Nos vamos a Segunda de nuevo, y casi sin enterarnos aun sabiéndolo desde hace meses. No, no, seis puntos serán suficientes. Tengo días. Horas. Incluso minutos. A veces nos salvamos, a veces no. A veces creo, a veces me vengo abajo en un bar cualquiera mientras el camarero me habla de Eibar pasando sobre la barra un trapo que huele mal. Mis amigos creen, solo a veces. Normalmente creen poco. “Lemos, Luis y Cardoso. Ojito con nosotros en la B”. Lloran riendo. Se han cansado de cuentas y cálculos, de mediocres e indolentes. Y es que vistos los antecedentes, si el Dépor consigue seis puntos, habrán hecho falta siete. Si consigue cuatro, habrán hecho falta cinco, o esos cuatro con el golaveraje a favor. Nos vamos a Segunda. La vuelta al barro, a casa, como San Lorenzo a Boedo. Seguro.
No, no nos vamos a Segunda. Seis puntos y nos vamos a salvar. Muchas cosas mucho peores se han visto; salvaciones más difíciles, más intrincadas, que salvarse ganando a un correcto Athletic en San Mamés y a un típico Levante en Riazor. ¿Es más difícil ganar en Bilbao que, yo qué sé, creer que Helder Costa iba a hacer algo bonito o como poco divertido en Coruña? No lo creo. No creo tampoco que, a la tercera, no vayamos a tener suerte. Una pizquita, al menos.
Sí creo en la angustia. Vuelvo a hacerlo. Y es fantástico. Desde ese momento, noche de sábado lluviosa y lucha consciente, frente a los pollos del Villarreal, la angustia golpea de nuevo con fuerza al deportivismo. Tan poco como eso necesitábamos. Es agradable volver a sentir cómo el pecho se oprime, cómo en cada rincón nacen jugadas que nos elevarán sobre todo un segundo. Dibujar tácticas para San Mamés, y flechas marcadas con sangre. Imaginar mordiscos al césped, patadas a todo, balones al aire. Crear situaciones, soñar goles.
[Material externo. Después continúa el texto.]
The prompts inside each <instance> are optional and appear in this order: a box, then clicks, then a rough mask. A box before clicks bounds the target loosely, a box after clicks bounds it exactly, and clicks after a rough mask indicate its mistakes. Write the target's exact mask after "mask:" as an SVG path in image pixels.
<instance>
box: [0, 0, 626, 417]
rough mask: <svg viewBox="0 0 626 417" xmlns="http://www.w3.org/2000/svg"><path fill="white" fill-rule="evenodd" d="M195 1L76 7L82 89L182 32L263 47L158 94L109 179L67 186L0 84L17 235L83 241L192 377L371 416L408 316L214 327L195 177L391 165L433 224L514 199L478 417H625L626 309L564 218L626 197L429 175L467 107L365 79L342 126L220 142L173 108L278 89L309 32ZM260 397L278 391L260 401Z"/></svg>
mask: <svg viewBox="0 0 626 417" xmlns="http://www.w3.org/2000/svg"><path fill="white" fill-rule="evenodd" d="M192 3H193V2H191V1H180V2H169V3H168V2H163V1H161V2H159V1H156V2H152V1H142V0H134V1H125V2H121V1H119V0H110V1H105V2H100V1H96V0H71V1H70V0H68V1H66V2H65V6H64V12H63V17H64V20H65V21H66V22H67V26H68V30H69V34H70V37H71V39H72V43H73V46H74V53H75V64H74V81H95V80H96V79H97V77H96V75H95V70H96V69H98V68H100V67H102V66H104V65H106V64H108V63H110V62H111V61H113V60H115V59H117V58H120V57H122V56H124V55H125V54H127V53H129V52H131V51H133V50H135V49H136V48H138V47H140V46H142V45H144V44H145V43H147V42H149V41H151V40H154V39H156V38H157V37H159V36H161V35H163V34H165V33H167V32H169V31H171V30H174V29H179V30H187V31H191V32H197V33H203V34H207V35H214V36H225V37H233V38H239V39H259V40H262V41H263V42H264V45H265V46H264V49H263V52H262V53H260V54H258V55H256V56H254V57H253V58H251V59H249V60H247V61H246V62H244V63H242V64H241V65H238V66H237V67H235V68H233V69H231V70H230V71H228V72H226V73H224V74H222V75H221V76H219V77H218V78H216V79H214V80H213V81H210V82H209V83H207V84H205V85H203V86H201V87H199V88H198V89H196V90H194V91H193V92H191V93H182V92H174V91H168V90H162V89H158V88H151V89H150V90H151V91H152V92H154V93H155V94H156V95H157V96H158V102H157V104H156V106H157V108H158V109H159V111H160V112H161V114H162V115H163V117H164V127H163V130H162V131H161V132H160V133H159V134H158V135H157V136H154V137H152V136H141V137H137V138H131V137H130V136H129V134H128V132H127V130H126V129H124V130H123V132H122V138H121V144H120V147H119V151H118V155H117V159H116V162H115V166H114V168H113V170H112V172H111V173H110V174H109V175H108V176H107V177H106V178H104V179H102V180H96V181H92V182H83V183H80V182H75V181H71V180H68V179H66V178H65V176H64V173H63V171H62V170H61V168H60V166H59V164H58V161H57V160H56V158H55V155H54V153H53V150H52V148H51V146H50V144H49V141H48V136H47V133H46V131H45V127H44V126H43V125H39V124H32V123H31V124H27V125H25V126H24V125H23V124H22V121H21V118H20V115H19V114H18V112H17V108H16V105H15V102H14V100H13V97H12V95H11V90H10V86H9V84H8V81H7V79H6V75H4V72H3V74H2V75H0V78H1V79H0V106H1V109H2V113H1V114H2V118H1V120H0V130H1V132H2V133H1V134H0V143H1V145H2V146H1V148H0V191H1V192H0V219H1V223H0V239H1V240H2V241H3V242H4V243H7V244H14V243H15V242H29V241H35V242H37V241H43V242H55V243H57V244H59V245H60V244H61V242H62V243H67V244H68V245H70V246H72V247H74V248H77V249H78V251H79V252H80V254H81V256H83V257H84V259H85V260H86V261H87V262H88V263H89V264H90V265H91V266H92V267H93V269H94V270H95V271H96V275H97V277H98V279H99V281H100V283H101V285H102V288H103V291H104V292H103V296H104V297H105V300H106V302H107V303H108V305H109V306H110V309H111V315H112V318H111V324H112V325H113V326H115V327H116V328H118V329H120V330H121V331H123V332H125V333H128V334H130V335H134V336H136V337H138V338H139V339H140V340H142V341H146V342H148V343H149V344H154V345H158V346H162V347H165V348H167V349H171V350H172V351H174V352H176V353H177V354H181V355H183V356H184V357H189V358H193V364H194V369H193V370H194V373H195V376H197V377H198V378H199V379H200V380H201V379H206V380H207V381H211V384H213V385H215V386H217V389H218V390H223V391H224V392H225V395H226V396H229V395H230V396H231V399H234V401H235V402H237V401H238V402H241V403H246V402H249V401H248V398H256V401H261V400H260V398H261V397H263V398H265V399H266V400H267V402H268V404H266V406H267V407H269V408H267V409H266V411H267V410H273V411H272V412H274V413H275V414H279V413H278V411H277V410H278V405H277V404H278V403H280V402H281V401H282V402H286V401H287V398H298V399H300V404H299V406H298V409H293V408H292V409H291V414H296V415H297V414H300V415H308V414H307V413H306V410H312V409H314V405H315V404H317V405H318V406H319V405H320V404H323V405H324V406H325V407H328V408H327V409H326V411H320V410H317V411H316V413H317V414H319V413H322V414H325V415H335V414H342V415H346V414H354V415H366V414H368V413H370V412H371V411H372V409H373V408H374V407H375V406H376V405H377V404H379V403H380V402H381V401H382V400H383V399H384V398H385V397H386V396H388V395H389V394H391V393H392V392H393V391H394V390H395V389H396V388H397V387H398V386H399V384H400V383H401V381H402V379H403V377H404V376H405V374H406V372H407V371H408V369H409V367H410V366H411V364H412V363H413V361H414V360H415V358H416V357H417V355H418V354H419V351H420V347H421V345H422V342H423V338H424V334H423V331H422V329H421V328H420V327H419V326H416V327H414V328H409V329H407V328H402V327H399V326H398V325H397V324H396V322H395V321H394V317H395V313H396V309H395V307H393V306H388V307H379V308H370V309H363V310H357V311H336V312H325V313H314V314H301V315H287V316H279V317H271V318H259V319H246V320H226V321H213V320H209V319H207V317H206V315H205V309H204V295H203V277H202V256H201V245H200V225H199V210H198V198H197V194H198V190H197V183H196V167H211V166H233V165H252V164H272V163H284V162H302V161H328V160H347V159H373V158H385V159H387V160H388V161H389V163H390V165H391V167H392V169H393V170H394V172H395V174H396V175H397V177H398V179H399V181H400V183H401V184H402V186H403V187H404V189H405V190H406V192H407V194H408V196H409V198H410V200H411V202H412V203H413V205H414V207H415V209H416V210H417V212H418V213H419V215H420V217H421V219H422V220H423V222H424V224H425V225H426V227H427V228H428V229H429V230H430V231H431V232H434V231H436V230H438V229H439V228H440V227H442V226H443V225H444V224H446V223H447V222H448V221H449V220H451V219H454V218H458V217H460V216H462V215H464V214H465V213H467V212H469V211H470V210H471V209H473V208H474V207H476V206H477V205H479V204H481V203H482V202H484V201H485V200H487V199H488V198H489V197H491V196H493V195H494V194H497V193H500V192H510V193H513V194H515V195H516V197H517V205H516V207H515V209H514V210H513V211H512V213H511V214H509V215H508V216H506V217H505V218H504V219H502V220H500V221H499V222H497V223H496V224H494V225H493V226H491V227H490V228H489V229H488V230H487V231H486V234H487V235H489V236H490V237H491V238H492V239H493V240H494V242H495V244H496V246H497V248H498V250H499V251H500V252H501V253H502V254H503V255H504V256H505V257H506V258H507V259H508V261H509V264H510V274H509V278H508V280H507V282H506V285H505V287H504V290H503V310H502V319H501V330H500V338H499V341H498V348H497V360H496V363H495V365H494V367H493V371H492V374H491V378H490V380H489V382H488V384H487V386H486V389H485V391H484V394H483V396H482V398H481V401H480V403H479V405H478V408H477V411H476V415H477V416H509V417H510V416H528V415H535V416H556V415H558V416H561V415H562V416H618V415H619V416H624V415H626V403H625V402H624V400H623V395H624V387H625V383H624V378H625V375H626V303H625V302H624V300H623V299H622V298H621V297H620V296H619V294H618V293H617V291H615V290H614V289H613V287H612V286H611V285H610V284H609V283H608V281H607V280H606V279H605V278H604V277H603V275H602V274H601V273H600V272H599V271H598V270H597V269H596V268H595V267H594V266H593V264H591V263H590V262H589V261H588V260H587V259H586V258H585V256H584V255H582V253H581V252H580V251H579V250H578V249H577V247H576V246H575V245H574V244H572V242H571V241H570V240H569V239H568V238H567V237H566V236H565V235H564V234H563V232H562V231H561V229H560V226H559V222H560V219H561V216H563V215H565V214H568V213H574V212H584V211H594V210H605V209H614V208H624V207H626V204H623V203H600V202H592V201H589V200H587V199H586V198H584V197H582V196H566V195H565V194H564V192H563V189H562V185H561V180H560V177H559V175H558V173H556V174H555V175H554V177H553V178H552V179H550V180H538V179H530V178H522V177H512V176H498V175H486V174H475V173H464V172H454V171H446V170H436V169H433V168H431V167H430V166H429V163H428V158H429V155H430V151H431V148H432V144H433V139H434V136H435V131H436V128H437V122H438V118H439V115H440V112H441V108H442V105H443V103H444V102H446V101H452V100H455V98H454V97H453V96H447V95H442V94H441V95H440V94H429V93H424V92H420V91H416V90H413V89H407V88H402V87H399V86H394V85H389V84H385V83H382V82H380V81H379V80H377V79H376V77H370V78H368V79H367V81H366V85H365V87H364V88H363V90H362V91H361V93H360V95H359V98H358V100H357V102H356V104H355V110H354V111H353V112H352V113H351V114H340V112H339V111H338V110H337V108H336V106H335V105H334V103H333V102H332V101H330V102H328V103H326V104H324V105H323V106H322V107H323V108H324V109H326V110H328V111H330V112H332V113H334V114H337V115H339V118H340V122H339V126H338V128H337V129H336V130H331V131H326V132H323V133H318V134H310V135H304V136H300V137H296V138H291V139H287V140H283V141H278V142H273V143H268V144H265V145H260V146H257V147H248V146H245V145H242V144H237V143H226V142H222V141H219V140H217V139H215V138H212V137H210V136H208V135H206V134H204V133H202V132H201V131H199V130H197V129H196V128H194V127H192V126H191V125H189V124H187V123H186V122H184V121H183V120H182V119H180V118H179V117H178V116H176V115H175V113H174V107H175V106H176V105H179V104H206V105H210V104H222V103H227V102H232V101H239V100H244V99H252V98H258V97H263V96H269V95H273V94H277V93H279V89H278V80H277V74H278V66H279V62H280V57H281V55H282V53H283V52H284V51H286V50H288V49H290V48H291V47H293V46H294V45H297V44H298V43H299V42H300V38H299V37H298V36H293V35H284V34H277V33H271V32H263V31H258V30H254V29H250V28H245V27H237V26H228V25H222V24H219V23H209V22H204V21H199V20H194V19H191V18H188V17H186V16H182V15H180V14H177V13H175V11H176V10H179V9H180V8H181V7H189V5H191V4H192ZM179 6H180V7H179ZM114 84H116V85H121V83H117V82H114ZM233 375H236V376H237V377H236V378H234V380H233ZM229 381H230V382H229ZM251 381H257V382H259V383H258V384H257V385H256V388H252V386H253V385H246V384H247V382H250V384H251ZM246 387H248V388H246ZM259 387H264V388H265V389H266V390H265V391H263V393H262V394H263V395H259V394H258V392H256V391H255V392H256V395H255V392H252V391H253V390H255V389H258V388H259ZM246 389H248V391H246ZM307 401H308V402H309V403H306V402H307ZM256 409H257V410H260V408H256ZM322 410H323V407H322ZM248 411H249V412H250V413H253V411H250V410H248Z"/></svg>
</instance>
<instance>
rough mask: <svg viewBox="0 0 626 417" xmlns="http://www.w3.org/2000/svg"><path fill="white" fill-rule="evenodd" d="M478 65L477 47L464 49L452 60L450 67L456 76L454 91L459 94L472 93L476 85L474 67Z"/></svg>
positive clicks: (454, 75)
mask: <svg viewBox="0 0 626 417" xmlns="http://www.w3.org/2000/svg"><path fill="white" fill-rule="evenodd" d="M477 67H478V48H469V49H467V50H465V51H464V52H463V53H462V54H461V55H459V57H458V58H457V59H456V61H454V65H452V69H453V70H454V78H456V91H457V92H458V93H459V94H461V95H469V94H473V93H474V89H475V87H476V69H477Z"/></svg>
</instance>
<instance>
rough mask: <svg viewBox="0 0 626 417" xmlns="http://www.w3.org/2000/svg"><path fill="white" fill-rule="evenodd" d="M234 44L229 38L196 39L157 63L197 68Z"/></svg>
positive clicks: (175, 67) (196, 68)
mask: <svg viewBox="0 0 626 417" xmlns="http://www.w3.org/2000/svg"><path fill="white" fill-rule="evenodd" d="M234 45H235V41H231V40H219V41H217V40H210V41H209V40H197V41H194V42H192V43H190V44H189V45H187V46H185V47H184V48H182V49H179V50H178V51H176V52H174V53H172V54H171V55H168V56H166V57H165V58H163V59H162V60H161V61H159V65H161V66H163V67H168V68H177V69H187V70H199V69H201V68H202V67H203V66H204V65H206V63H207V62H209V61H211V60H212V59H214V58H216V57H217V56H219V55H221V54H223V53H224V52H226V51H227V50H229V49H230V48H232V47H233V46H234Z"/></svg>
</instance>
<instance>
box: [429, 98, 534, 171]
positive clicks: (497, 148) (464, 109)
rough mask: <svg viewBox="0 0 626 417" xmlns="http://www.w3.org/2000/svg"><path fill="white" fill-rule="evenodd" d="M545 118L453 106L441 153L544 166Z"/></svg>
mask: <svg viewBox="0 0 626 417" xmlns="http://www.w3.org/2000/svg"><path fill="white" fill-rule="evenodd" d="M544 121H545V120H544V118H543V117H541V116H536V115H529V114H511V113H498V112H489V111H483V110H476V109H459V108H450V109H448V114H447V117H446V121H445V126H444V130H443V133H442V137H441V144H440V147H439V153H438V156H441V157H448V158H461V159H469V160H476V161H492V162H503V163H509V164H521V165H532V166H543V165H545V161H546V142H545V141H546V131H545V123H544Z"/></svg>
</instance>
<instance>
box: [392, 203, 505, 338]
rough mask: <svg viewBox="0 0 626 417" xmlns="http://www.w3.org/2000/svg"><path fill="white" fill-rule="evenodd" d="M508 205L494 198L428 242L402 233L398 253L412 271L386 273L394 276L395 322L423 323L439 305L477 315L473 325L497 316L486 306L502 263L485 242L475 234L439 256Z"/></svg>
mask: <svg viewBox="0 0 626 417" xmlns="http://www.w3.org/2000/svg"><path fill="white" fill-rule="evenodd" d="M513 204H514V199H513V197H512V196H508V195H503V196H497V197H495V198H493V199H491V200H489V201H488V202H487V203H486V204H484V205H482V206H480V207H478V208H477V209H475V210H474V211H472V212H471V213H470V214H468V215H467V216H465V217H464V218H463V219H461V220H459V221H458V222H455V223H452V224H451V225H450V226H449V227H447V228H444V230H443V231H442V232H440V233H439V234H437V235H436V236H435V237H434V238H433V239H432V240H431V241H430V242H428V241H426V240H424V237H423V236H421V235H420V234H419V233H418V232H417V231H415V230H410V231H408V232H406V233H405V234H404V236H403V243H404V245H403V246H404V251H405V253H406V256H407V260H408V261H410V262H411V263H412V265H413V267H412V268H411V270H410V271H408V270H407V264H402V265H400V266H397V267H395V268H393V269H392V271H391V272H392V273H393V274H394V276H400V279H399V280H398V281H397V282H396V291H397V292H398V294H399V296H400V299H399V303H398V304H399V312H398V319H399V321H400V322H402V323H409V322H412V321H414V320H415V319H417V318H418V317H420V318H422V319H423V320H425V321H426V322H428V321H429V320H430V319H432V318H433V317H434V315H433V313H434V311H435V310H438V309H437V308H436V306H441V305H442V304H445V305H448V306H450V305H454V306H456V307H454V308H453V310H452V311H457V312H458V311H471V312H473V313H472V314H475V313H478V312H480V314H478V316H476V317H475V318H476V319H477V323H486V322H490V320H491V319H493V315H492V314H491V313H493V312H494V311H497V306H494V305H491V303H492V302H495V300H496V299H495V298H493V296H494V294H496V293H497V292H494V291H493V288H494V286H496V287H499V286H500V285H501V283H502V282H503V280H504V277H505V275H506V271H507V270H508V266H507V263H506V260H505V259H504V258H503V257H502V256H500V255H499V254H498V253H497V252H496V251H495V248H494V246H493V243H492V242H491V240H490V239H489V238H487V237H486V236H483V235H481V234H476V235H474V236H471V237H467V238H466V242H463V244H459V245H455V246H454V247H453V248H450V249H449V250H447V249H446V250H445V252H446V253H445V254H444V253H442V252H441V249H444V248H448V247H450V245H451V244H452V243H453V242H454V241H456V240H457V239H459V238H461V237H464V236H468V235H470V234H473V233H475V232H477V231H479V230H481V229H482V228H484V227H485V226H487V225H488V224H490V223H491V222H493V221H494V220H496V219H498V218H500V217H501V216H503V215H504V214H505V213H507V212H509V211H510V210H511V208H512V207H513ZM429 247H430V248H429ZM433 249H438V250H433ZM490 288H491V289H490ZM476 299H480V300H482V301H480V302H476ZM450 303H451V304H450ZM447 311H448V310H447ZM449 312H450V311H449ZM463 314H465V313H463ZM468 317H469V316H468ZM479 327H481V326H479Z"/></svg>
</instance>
Ser del Dépor es vivir ansioso e inquieto, angustiado, tan temeroso de la derrota como ilusionado por la victoria, confiado y atormentado. Todo eso que habíamos perdido, que ahora vuelve.
Tengo días. Horas. Incluso minutos. En todos, en absolutamente todos, estamos salvados. Seis puntos y a echar a la mitad más uno.